Esta mañana fui a ver a Jesús. Me encanta visitarlo en el Sagrario, porque te llenas de una dulce esperanza. Sabes que Él está allí, verdaderamente. Que te ve y te oye.
Entras preocupado y sales feliz, con la alegría del que se sabe amado por toda una eternidad.
Curiosamente, siento que responde mis inquietudes. Es como si le escuchara con los oídos del alma.
Hace poco le dije: "Te quiero". Y me pareció que respondía: "Te quiero".
"Caramba", le dije "Respondes con mis propias palabras".
Le digo algo y me parece que mis palabras rebotan en el Sagrario, como un eco.
Jesús le da nuevos significados a mis pobres palabras.

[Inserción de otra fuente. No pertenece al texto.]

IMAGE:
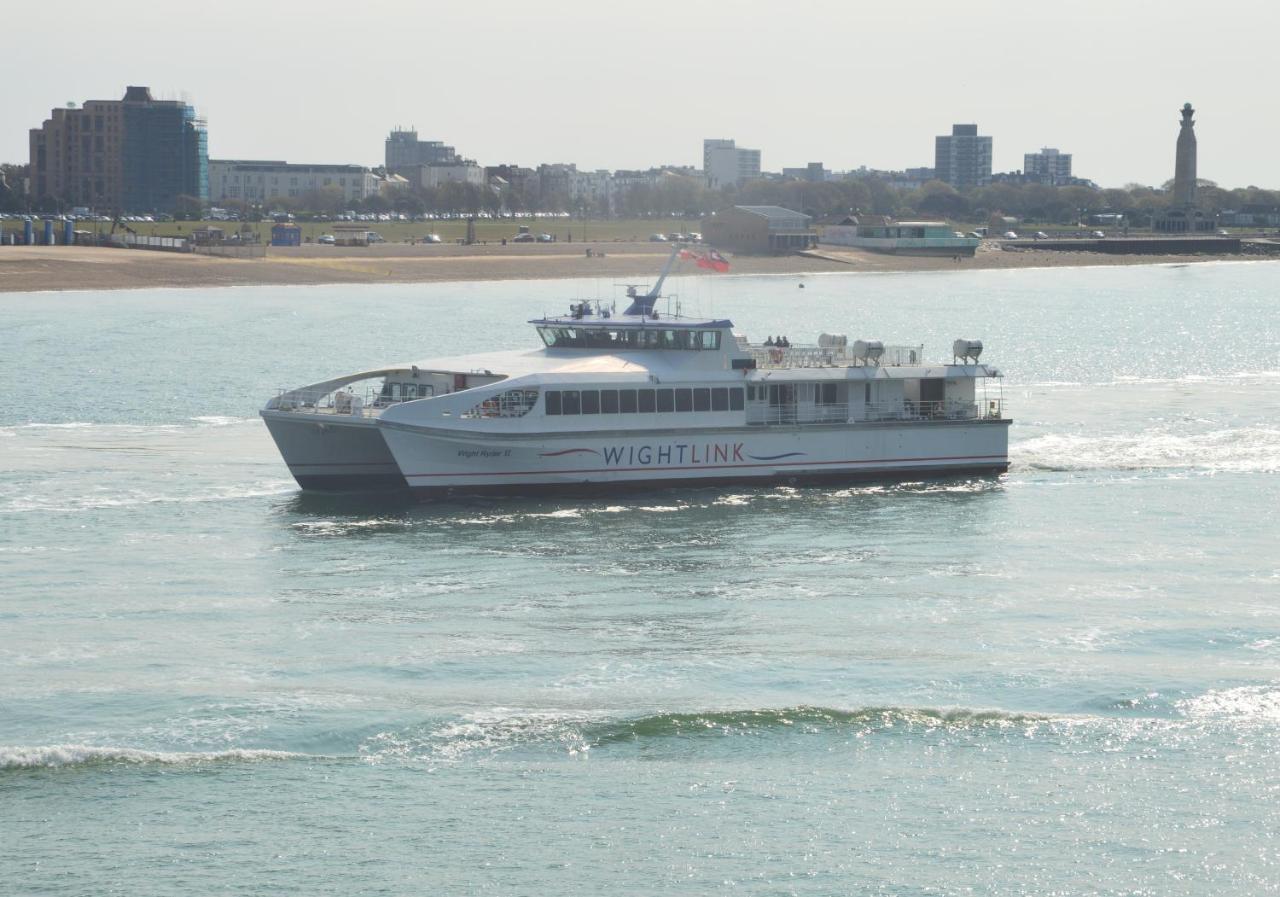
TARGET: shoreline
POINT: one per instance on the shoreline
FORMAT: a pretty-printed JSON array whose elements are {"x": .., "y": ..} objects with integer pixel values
[{"x": 44, "y": 269}]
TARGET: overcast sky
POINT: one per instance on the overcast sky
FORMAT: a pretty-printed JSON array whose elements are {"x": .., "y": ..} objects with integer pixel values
[{"x": 609, "y": 85}]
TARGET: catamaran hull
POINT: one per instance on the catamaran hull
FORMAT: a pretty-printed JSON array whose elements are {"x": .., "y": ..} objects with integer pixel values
[
  {"x": 334, "y": 453},
  {"x": 440, "y": 463}
]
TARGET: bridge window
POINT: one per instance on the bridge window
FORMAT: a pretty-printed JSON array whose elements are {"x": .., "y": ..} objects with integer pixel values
[
  {"x": 571, "y": 402},
  {"x": 510, "y": 403}
]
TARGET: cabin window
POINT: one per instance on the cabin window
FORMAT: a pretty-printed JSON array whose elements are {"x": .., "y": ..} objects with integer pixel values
[
  {"x": 508, "y": 403},
  {"x": 933, "y": 389}
]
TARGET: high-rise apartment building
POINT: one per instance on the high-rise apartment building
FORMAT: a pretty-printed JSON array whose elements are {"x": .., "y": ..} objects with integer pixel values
[
  {"x": 1048, "y": 165},
  {"x": 725, "y": 163},
  {"x": 406, "y": 151},
  {"x": 963, "y": 159},
  {"x": 135, "y": 154}
]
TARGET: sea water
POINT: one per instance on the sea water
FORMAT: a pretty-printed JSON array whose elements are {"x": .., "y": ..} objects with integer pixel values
[{"x": 1061, "y": 681}]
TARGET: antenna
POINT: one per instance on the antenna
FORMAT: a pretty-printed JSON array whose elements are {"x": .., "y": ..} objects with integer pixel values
[{"x": 643, "y": 305}]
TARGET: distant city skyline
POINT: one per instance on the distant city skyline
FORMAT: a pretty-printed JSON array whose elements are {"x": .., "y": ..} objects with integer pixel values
[{"x": 577, "y": 83}]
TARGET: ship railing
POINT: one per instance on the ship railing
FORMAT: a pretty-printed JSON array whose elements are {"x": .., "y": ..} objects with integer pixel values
[
  {"x": 944, "y": 410},
  {"x": 951, "y": 410},
  {"x": 772, "y": 357},
  {"x": 344, "y": 401}
]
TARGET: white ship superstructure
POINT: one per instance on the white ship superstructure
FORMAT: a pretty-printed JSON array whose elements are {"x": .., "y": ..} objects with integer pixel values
[{"x": 647, "y": 398}]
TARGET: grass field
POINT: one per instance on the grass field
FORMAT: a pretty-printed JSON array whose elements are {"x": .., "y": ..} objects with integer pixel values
[{"x": 402, "y": 232}]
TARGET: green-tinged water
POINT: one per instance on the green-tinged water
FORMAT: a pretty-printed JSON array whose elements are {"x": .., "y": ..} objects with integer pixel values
[{"x": 1064, "y": 681}]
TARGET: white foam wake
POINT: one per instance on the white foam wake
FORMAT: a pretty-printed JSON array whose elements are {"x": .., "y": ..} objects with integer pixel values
[
  {"x": 49, "y": 756},
  {"x": 1246, "y": 449}
]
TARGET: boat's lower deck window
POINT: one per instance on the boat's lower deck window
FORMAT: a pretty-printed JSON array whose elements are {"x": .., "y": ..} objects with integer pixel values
[{"x": 643, "y": 401}]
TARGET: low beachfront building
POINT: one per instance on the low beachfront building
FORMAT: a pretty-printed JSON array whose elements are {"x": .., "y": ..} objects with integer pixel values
[
  {"x": 901, "y": 238},
  {"x": 263, "y": 181},
  {"x": 759, "y": 229}
]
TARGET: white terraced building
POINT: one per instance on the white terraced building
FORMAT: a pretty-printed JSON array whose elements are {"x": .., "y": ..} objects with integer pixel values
[{"x": 263, "y": 181}]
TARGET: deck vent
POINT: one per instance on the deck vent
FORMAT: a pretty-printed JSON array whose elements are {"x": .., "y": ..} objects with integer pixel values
[
  {"x": 868, "y": 351},
  {"x": 967, "y": 349}
]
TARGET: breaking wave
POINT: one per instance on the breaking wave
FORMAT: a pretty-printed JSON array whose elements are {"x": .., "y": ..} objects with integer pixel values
[
  {"x": 504, "y": 730},
  {"x": 1246, "y": 449},
  {"x": 809, "y": 719},
  {"x": 54, "y": 756}
]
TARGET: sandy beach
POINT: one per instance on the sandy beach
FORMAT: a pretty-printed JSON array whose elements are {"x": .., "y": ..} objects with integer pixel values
[{"x": 55, "y": 268}]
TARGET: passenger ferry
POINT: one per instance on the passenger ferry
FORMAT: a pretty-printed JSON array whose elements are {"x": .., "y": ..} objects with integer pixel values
[{"x": 647, "y": 398}]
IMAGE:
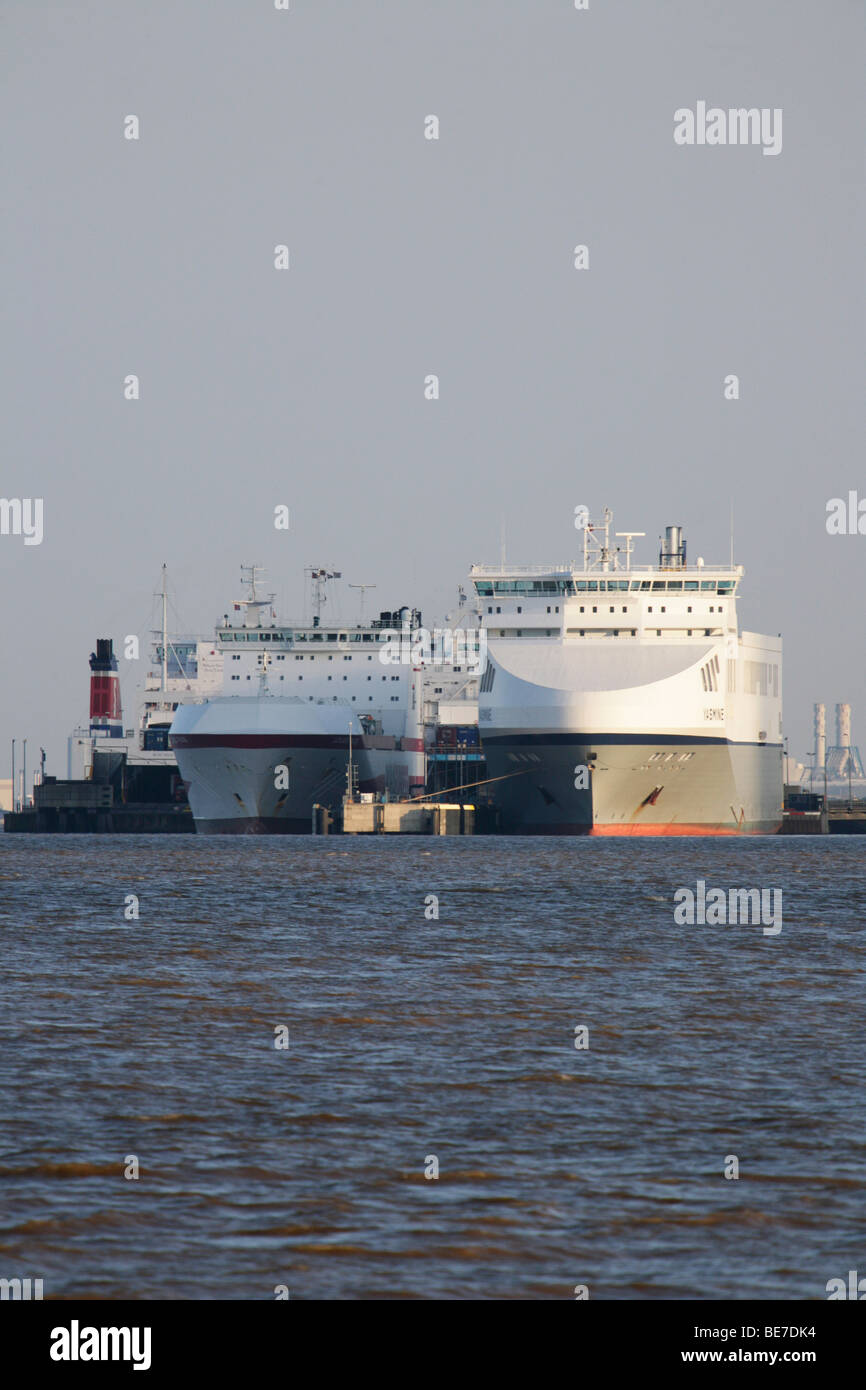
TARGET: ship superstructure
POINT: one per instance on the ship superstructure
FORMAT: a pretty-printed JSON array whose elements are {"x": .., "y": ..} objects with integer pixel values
[
  {"x": 624, "y": 699},
  {"x": 309, "y": 710}
]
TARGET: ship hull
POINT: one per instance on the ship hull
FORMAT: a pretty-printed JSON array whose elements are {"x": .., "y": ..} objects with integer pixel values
[
  {"x": 237, "y": 756},
  {"x": 634, "y": 786}
]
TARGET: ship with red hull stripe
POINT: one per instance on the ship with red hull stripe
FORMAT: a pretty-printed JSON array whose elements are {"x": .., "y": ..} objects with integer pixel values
[
  {"x": 623, "y": 699},
  {"x": 309, "y": 710}
]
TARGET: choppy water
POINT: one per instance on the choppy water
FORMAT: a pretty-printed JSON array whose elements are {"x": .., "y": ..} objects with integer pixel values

Le digo: "No me abandones". Y responde: "No me abandones".
No puedo menos que responder: "Señor, nunca te dejaré".
Igual me ocurre con todo lo que le digo: Si le digo: "Te necesito". "Quédate conmigo", mis palabras regresarán con la petición de quien nos ama infinitamente: "Te necesito, quédate conmigo".
Jesús es maravilloso, tiene una forma muy particular de mostrarnos sus caminos.
Siempre recuerdo, particularmente, una vez que lo fui a visitar. Llegué con un problema muy serio sobre mis hombros, al que no le hallaba solución. Me detuve cabizbajo frente a Él y le imploré: "Ayúdame".
En ese instante alguien tocó mi hombro y me dijo suplicante: "Ayúdame".
Volví a mirar a Jesús y le sonreí.
"¡Eres increíble!", le dije.
Y atendí aquel hombre, que sufría más que yo, recordando las palabras de san Alberto Hurtado: "El pobre es Cristo".